Gregory E. Wannier
CCCL is happy to announce the release of a new white paper. It can be accessed here, and the executive summary for this paper is below:
As the U.S. Congress has failed to pass meaningful climate legislation, the EPA has initiated a series of regulations designed to recognize greenhouse gases as endangering human health and welfare, and set greenhouse gas emission standards for vehicle fleets and for major stationary sources.
Unsurprisingly these efforts have been challenged in the DC Circuit Court of Appeals. Challenges to the Endangerment Finding (which focus on EPA’s reliance on the Intergovernmental Panel on Climate Change) and to the Tailpipe Rule (which claim that it is redundant, and that EPA improperly failed to consider its effects on other regulations) rely on climate skepticism more than they do on legal doctrine. The case against EPA’s Timing Rule, which justifies application of GHG regulations to stationary sources, centers on real ambiguities in the Clean Air Act, though it may fairly claim judicial deference via Chevron v. NRDC. This makes the “Tailoring” Rule claim, that it disregards explicit statutory regulation guidelines (in order to accomplish the “broader intent” of the statute), the strongest challenge to EPA’s actions.
One striking fact about these suits is the pure number of claims: over 80 distinct claims were filed by 35 different petitioners to these four rules. This has necessitated extensive simplification of the litigation, including consolidation into three major cases (and a minor sub-case). Petitioners have sought further to have all three consolidated cases heard by the same panel, perhaps in an effort to link all regulations together as one set of illegal activity. However, the three cases cover three different Titles of the Clean Air Act, so coordination here may not improve judicial efficiency to the extent that has justified coordination of cases in the past.

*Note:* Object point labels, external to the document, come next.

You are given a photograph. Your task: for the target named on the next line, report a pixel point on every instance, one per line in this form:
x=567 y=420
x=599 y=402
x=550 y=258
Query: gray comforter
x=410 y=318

The petitioners have also moved to stay implementation of EPA’s rules, due to take effect on January 2, 2011. The most relevant question here, apart from a preliminary determination of the merits of the case, will be whether they would suffer “irreparable harm” if regulations were to move forward. This argument will focus around the economic harm to national industries that could come with increased costs, specifically whether it could lead to immediate loss of economic activity; and around the possibility of avoiding a debilitating backlog of building permits once these requirements take hold. The case against staying vehicle regulations looks strong; that against stationary source permit requirements will depend significantly on economic analyses.
There is also some question of what remedy might be appropriate if the DC Circuit rules against EPA in these cases. The two-prong analysis used in such cases will consider the extent of EPA’s deviation from the law and the detrimental effect of immediately overturning existing regulations. Treatment of similar rules in the past suggests that a strong detrimental effect to an established existing permit structure will make courts hesitant to step in with a heavy hand, instead remanding to agencies for modification in line with their decision. Thus, the outcome of motions for stay may well affect the final remedy even beyond its obvious predictive power of the ultimate ruling on the merits: it will determine whether EPA will already have a working regulatory structure in place.
This litigation activity merits attention. In the absence of viable climate legislation for at least two years, these decisions will have important bearing on the extent to which the United States is able to address its greenhouse gas emissions going forward.